Reputation: 55
I have a large csv, and there are two columns titled derived_race and derived_ethnicity. I am trying to put them into one column titled Race. Within the derived_race column there are multiple races including 'White', 'Black or African American', 'Asian', 'Joint', etc. Within the derived_ethnicity column there is just 'Hispanic or Latino' and 'Not Hispanic or Latino'. In the new column that I am creating, I am only want 4 categories - White, Black, Hispanic, and Other.
For white: the derived_Race should be 'White' and the derived ethnicity should be 'Not Hispanic or Latino' For black: the derived_race should be 'Black or African American' and the derived_ethnicity should be 'Not Hispanic or Latino' For Hispanic: the derived_ethnicity should be 'Hispanic or Latino' Other should be everything else
The current code that I tried to use is:
mutate(Race = ifelse(derived_race == 'Black or African American', derived_ethnicity = 'Not Hispanic or Latino', 'Black', ifelse(derived_race == 'White', derived_ethnicity == 'Not Hispanic or Latino', 'White', ifelse(derived_ethnicity == 'Hispanic or Latino', 'Hispanic', 'Other'))))
I think that I am using the and statements wrong. Thanks in advance for any help!
Upvotes: 0
Views: 92
Reputation: 887048
If the OP meant ==
instead of =
, the "and" symbol is &
library(dplyr)
df1 %>%
mutate(Race = ifelse(derived_race == 'Black or African American' &
derived_ethnicity == 'Not Hispanic or Latino', 'Black',
ifelse(derived_race == 'White' & derived_ethnicity ==
'Not Hispanic or Latino', 'White',
ifelse(derived_ethnicity == 'Hispanic or Latino', 'Hispanic', 'Other'))))

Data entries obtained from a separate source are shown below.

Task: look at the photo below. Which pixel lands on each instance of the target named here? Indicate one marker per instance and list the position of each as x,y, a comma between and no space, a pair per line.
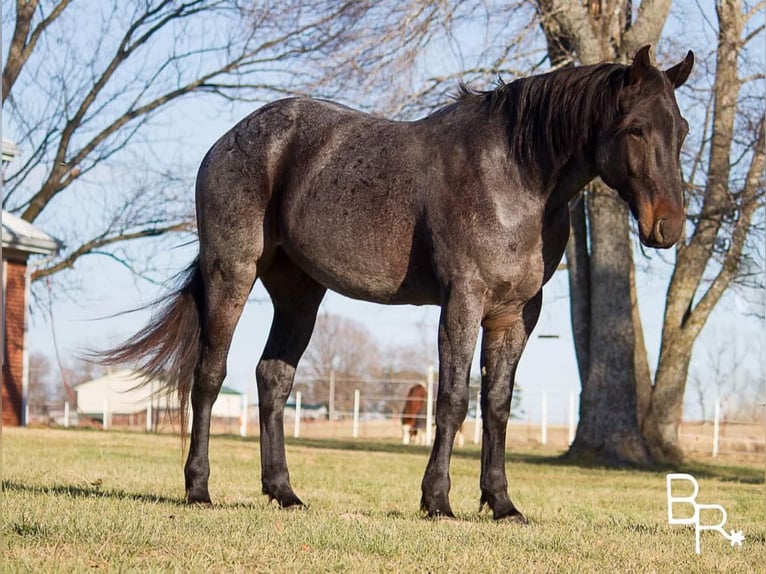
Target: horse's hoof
198,499
439,514
513,518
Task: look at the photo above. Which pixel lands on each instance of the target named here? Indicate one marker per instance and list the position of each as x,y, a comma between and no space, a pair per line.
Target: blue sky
548,364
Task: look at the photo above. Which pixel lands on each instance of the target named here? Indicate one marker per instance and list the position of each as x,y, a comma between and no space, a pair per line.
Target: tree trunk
608,427
660,428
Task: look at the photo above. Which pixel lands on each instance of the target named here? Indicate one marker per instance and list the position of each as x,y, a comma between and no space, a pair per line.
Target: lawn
83,501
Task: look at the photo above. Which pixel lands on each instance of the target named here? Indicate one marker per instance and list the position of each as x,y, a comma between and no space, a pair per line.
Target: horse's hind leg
228,282
296,299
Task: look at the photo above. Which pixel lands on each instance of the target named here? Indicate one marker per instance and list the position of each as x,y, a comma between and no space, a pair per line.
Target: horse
414,413
466,208
414,416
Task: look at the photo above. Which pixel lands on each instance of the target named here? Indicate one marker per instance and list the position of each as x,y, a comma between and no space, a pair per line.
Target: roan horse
467,208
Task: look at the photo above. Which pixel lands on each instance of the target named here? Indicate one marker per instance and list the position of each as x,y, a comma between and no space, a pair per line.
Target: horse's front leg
458,329
503,340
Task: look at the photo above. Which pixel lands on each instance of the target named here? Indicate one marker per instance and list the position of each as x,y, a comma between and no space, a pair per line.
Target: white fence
373,408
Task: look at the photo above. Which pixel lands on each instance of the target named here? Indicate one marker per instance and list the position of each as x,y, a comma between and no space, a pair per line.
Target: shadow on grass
81,491
725,473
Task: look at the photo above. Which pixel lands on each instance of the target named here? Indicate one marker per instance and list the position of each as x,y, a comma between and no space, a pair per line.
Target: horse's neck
569,179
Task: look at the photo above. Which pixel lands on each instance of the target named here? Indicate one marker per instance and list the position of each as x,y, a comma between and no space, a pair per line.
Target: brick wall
13,360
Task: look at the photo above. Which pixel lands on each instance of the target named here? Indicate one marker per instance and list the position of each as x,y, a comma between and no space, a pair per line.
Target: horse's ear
679,73
640,66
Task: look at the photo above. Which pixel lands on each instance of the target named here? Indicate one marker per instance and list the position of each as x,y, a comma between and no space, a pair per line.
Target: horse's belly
368,262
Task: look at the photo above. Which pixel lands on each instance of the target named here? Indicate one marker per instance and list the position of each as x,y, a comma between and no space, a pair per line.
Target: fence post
572,426
429,403
149,415
355,426
243,418
716,423
297,424
477,419
331,409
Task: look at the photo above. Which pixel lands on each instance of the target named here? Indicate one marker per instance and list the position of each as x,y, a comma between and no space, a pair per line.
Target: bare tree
346,348
726,176
727,179
40,387
99,97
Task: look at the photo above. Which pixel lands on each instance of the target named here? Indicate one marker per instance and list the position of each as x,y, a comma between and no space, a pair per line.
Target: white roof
22,235
10,150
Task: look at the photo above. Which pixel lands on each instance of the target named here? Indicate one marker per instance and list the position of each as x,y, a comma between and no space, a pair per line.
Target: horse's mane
550,115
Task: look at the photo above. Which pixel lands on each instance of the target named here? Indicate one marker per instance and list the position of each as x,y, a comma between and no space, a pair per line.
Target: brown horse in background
414,413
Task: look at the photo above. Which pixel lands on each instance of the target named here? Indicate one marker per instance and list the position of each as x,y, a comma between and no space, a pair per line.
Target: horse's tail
168,348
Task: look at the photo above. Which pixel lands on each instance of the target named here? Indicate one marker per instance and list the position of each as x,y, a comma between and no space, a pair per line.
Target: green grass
83,501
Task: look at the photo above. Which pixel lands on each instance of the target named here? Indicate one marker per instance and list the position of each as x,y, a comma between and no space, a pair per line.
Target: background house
20,240
127,402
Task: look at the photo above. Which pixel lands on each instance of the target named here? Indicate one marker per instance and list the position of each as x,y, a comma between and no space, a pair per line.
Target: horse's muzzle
662,233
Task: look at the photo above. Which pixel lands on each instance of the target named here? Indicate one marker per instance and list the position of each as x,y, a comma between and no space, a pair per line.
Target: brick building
20,240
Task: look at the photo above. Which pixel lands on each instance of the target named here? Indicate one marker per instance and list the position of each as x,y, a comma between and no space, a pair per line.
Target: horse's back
339,191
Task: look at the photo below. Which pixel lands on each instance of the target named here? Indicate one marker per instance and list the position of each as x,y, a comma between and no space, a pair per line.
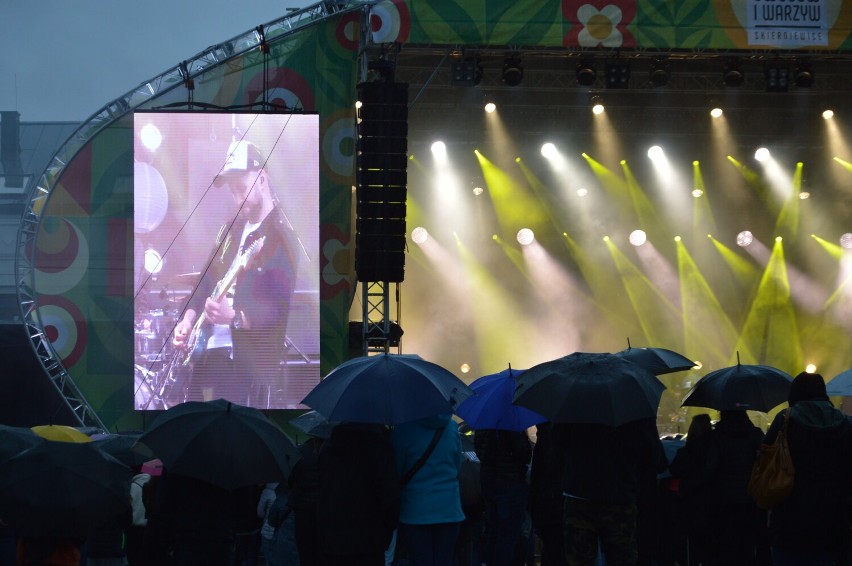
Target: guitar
195,341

Or instead of a nested ifelse
, we can use case_when
df1 %>%
mutate(Race = case_when(derived_race == 'Black or African American' &
derived_ethnicity == 'Not Hispanic or Latino' ~ 'Black,
derived_race == 'White' & derived_ethnicity ==
'Not Hispanic or Latino' ~ 'White',
derived_ethnicity == 'Hispanic or Latino' ~ 'Hispanic', TRUE ~ 'Other'))
Upvotes: 2